The Pioneer 10 and 11 probes, launched in 1972 and 1973
to visit Jupiter and Saturn ventured beyond the nine planets in the 1980s. Researchers monitored their orbits to detect evidence of the hypothesized 10th planet. While they did not find any evidence for Planet X, they did notice that the probes were slowing down faster than was predicted by Einstein's general theory of relativity. There was some force, approximately equal to a ten-billionth of the force of gravity at the Earth's surface was acting on the probes.
In August of 1998, an analysis of the possibilities was looked into. These included instrumental error, interplanetary gas, the gentle push of sunlight and the gravity of planets, comets, and distant stars. There were also hints of the anomaly in two other deep-space missions: Galileo and Ulysses. Voyager 1 and 2 were not sensitive to the effect because they frequently fired their rockets and minute imprecisions in these maneuvers would conceal any anomaly.

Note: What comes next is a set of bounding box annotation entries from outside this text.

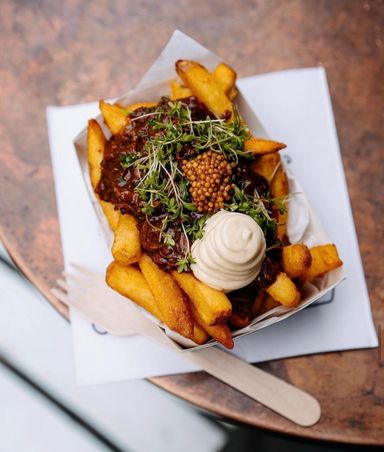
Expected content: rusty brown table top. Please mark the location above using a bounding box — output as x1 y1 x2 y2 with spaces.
0 0 384 444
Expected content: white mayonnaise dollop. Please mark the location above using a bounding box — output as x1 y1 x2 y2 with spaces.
191 210 266 292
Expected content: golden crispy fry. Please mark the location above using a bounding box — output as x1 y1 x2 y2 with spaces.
212 63 237 100
303 244 343 279
266 272 300 308
244 137 287 155
229 311 252 329
139 254 194 337
252 291 269 318
190 303 233 348
281 243 312 278
105 262 163 320
87 119 106 189
99 199 121 232
112 215 141 265
189 323 209 345
99 100 128 135
251 152 280 182
259 294 280 314
87 119 120 231
172 271 232 325
252 152 289 240
171 80 192 100
176 60 232 118
116 102 157 115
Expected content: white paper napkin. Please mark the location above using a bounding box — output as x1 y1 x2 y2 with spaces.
47 61 378 384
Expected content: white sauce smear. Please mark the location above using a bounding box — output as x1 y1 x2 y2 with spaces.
191 210 266 292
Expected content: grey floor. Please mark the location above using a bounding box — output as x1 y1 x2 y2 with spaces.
0 247 378 452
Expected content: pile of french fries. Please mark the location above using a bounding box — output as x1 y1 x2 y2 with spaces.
88 60 342 348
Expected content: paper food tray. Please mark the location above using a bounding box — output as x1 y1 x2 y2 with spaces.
74 31 345 350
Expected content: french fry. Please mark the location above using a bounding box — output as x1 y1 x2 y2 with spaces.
112 215 141 265
303 244 343 279
190 303 233 348
266 272 300 308
244 137 287 155
99 100 128 135
260 294 281 314
171 80 192 100
99 199 122 232
87 119 120 231
251 291 267 318
281 243 312 278
105 262 163 321
212 63 237 100
87 119 106 189
189 323 209 345
139 253 194 337
229 311 252 329
172 271 232 326
176 60 233 120
115 102 157 115
252 152 289 240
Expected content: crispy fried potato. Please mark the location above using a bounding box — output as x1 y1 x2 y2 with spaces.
189 323 209 345
99 100 128 135
139 254 194 337
176 60 233 120
266 272 300 308
281 243 312 278
251 291 267 318
87 119 120 231
303 244 343 279
99 199 121 232
212 63 237 100
171 80 192 100
115 102 157 115
229 311 252 329
105 262 163 321
251 152 280 182
244 137 287 155
190 303 233 348
252 152 289 240
87 119 106 189
259 294 281 314
112 215 141 265
172 271 232 325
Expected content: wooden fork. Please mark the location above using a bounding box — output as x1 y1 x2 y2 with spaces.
51 265 321 427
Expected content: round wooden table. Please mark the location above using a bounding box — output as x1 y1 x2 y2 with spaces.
0 0 384 445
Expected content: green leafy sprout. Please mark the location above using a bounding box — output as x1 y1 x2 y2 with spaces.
120 97 276 271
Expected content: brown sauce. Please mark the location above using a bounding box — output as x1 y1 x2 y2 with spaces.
96 97 276 273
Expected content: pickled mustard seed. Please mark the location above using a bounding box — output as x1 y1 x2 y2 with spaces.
182 151 234 214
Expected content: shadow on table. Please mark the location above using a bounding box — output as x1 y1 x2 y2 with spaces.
216 424 382 452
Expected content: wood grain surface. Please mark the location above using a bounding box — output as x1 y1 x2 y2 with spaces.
0 0 384 444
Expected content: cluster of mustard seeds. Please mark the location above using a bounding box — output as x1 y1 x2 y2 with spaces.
182 151 234 214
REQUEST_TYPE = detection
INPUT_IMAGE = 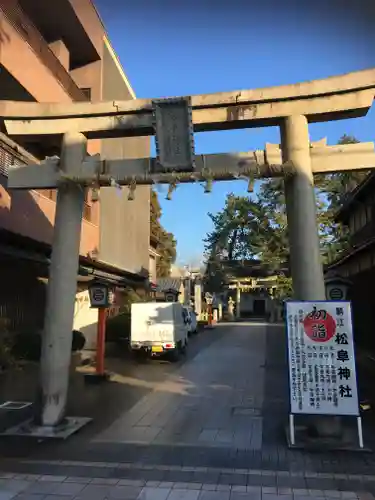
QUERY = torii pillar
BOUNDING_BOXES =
[281,115,341,437]
[280,115,326,300]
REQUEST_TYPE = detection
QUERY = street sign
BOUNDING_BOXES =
[88,281,115,309]
[328,286,344,300]
[152,97,195,172]
[286,301,359,417]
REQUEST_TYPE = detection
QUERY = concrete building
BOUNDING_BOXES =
[0,0,150,340]
[327,174,375,350]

By October, several scientists had explanations. Two of these explanations invoked waste heat. As the probes radiate excess infrared radiation into space, they should recoil ever so slightly. An infrared power of 85 watts, if beamed away from the sun would cause a small force to slow it down. Another possibility was asymmetry in how the on board nuclear generator disposes heat, reflecting off the back of the radio dish and away from the sun. The 85 watt figure is roughly equal to the power consumption of the Pioneer instruments. The excess heat would be dumped into space by a radiator on the side opposite the sun. The third possibility was that the spacecraft was venting fuel into space. A leak of just two grams/year (less than 0.01% of the fuel supply) would act as a breaking force.
Unfortunately, each of these explanations has its own problems. Waste heat reflected off the back of the antenna would be unfocused. Dissipated electrical power is also not the answer, because the acceleration did not diminish as power consumption dropped over the years. Past gas leaks have already been observed in the tracking data and accounted for.
While these explanations may be the case, the value of the anomaly matches the critical acceleration in a new law of motion that modifies Newton's second law (F = m * a) for accelerations less than a critical value. At low accelerations, quantum and cosmological effects may reduce the inertia of objects. When this happens, a given gravitational force would have a stronger affect on bodies.
MOND has two predictive effects. First off, bodies within the solar system receive a constant boost. This was observed in the Pioneer data. The second effect is that objects in elongated orbits (such as the probes) would be affected differently from those in nearly circular orbits.